Upcoming Events: SQL Saturday Tampa

Key Details

What: SQL Saturday Tampa.
Where: USF MUMA College of Business, 12212 USF Maple Drive, Tampa, Florida, 33620
When: Saturday, February 29th.
Admission is free. Register on the SQL Saturday website.

What I’m Presenting

1:15 PM — 2:15 PM — Data Virtualization with PolyBase

I couldn’t fit Tampa into my travel schedule last year, so it’s definitely nice to get the opportunity to go once more.

PolyBase Now Supports the Microsoft Access Excel Driver

SQL Server 2019 Cumulative Update 2 has come out and it is chock-full of PolyBase-related stuff.

One interesting tidbit I read was the following:

FIX: Include support for Excel ODBC driver and Text ODBC driver from Microsoft Access Database Engine Redistributable package in PolyBase for SQL Server 2019

If you tried to use Microsoft’s Excel driver prior to 2019 CU2, you’d get the following error:

Msg 105082, Level 16, State 1, Line LineNumber
105082;Generic ODBC error: [Microsoft][ODBC Excel Driver]Optional feature not implemented

To this point, I recommended in PolyBase Revealed that you use a different driver, like CData’s, which did work. CData’s driver still works (I assume…PolyBase ODBC support is a fluid situation, it seems), but now I can officially say that PolyBase supports the Microsoft Access Database Engine Redistributable driver for Microsoft Excel. Let’s go to the tape.

Prep Work

First thing’s first, we need to get a driver. There are three versions of this driver, one for 2016, one for 2013, and one for 2010. I installed the 2016 version on a virtual machine with SQL Server 2019 CU2 and PolyBase installed and configured, but no version of Microsoft Office installed. I installed the 64-bit driver. If you did this correctly, you should see the following in your ODBC Data Source Administrator:

Finally, support for dBASE.

After that, we create our external data source. If you want to play along at home, grab the North Carolina Population spreadsheet from my totally not sketchy at all Blob Storage container. It should be 479 KB downloaded.
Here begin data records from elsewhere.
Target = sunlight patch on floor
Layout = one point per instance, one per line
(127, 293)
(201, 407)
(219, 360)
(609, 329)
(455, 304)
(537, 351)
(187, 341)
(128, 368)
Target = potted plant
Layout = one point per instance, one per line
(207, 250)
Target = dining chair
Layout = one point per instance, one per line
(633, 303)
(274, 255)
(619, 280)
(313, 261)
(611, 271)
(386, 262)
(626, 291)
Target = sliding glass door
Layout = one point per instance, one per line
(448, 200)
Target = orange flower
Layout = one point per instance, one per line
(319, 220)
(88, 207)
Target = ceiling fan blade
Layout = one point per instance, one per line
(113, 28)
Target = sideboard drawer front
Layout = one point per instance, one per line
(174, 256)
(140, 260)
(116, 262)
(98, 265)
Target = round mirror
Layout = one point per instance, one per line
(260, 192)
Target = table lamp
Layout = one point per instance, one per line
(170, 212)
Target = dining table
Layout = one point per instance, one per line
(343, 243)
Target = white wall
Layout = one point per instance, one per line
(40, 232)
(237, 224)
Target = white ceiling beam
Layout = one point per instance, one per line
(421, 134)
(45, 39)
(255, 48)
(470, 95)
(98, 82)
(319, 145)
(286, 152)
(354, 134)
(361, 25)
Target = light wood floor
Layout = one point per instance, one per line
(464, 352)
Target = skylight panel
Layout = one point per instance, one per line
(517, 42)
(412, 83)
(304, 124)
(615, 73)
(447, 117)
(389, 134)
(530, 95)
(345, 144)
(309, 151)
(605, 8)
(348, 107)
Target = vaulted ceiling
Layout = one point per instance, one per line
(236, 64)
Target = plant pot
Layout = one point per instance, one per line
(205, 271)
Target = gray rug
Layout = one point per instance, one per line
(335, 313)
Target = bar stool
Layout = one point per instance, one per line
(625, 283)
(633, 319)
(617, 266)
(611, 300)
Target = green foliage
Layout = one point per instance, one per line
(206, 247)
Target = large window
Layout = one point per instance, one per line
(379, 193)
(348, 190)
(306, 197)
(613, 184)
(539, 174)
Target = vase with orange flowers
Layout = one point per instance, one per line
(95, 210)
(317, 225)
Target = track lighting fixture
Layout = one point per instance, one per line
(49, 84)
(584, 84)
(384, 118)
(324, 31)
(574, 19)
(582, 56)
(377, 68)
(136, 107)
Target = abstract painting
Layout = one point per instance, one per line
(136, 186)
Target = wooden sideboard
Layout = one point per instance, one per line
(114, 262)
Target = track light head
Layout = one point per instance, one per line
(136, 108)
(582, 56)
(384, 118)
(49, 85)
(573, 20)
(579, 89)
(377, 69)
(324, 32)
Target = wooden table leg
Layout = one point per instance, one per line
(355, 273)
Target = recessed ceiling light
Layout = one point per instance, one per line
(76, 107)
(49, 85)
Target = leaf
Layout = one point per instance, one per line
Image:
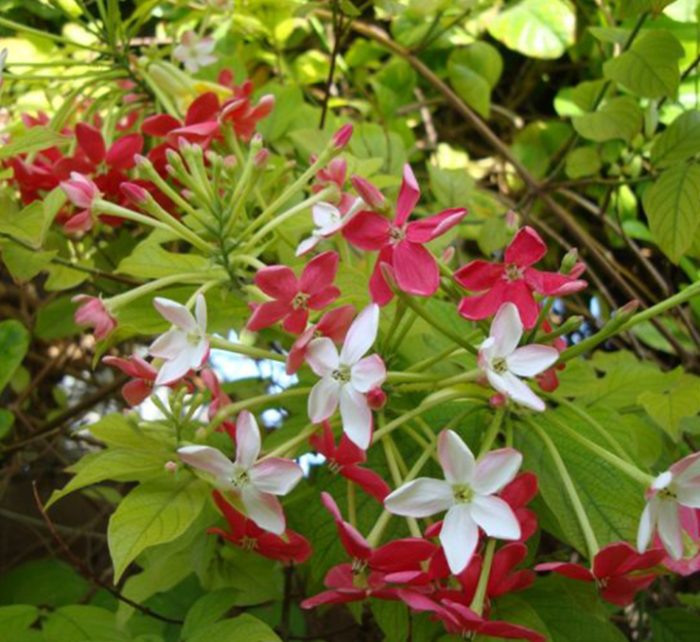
(679, 141)
(617, 118)
(649, 68)
(671, 207)
(473, 72)
(14, 342)
(244, 627)
(151, 514)
(536, 28)
(674, 625)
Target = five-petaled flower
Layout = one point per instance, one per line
(292, 297)
(467, 494)
(401, 244)
(677, 487)
(184, 347)
(514, 280)
(503, 361)
(255, 483)
(346, 378)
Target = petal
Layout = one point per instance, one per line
(322, 356)
(456, 459)
(275, 475)
(506, 329)
(264, 509)
(526, 248)
(459, 536)
(247, 440)
(361, 335)
(409, 194)
(176, 313)
(496, 469)
(319, 273)
(368, 373)
(421, 497)
(209, 460)
(415, 268)
(529, 361)
(495, 517)
(356, 416)
(323, 400)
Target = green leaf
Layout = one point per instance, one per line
(674, 625)
(679, 141)
(14, 342)
(151, 514)
(536, 28)
(474, 72)
(244, 627)
(649, 68)
(671, 207)
(617, 118)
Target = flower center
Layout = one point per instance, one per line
(513, 272)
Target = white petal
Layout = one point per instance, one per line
(322, 356)
(459, 536)
(368, 373)
(247, 440)
(361, 335)
(209, 460)
(495, 517)
(323, 400)
(356, 416)
(529, 361)
(421, 497)
(176, 313)
(646, 526)
(275, 475)
(264, 509)
(495, 469)
(506, 329)
(456, 459)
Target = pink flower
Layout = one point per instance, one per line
(333, 324)
(467, 494)
(255, 483)
(292, 297)
(401, 244)
(93, 313)
(504, 362)
(513, 281)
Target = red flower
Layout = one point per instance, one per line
(294, 298)
(618, 570)
(344, 459)
(513, 281)
(401, 244)
(333, 324)
(244, 533)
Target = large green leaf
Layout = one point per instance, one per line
(671, 205)
(536, 28)
(680, 140)
(153, 513)
(649, 68)
(14, 341)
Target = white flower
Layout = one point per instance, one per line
(503, 362)
(678, 486)
(195, 52)
(256, 484)
(347, 378)
(328, 219)
(185, 346)
(466, 495)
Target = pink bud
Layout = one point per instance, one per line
(368, 192)
(342, 137)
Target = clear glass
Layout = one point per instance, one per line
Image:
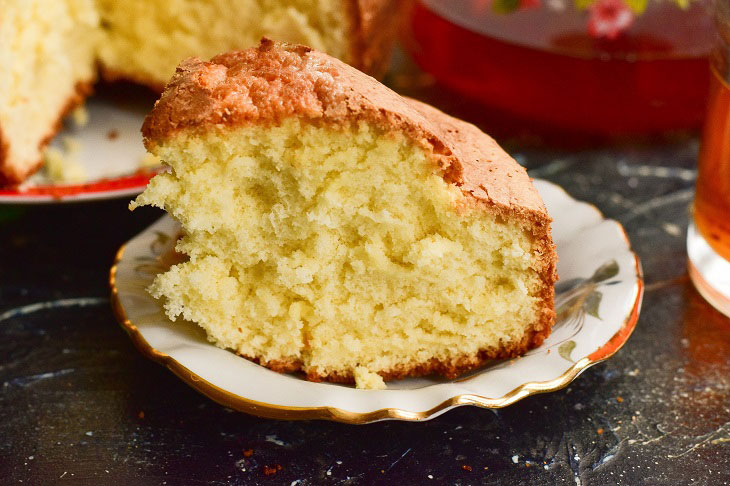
(708, 238)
Once you have the file, let’s open up our database master key and create an external data source:

USE [Scratch]
GO
OPEN MASTER KEY DECRYPTION BY PASSWORD = '<<SomeSecureKey>>';
GO

IF NOT EXISTS
(
    SELECT 1
    FROM sys.external_data_sources ds
    WHERE
        ds.name = N'NorthCarolinaPopulationExcelUntyped'
)
BEGIN
    CREATE EXTERNAL DATA SOURCE NorthCarolinaPopulationExcelUntyped WITH
    (
        LOCATION = 'odbc://noplace',
        CONNECTION_OPTIONS = 'Driver={Microsoft Excel Driver (*.xls, *.xlsx, *.xlsm, *.xlsb)}; DBQ=C:\SourceCode\Polybase\NorthCarolinaPopulation.xlsx'
    );
END
GO

If you have already purchased enough copies of PolyBase Revealed to re-roof your house, you may notice that this code looks familiar. It’s pretty close to what we used for reading an Excel file using the CData driver, though instead of specifying a DSN that I’ve created, I’m specifying the file’s location here. Also of importance is that the driver must be listed as Microsoft Excel Driver (*.xls, *.xlsx, *.xlsm, *.xlsb) exactly, with all of those file types specified. If you don’t get that right, you’ll get the following error:

Msg 105070, Level 16, State 1, Line 28
105070; The ODBC data source name was not specified or the driver is missing.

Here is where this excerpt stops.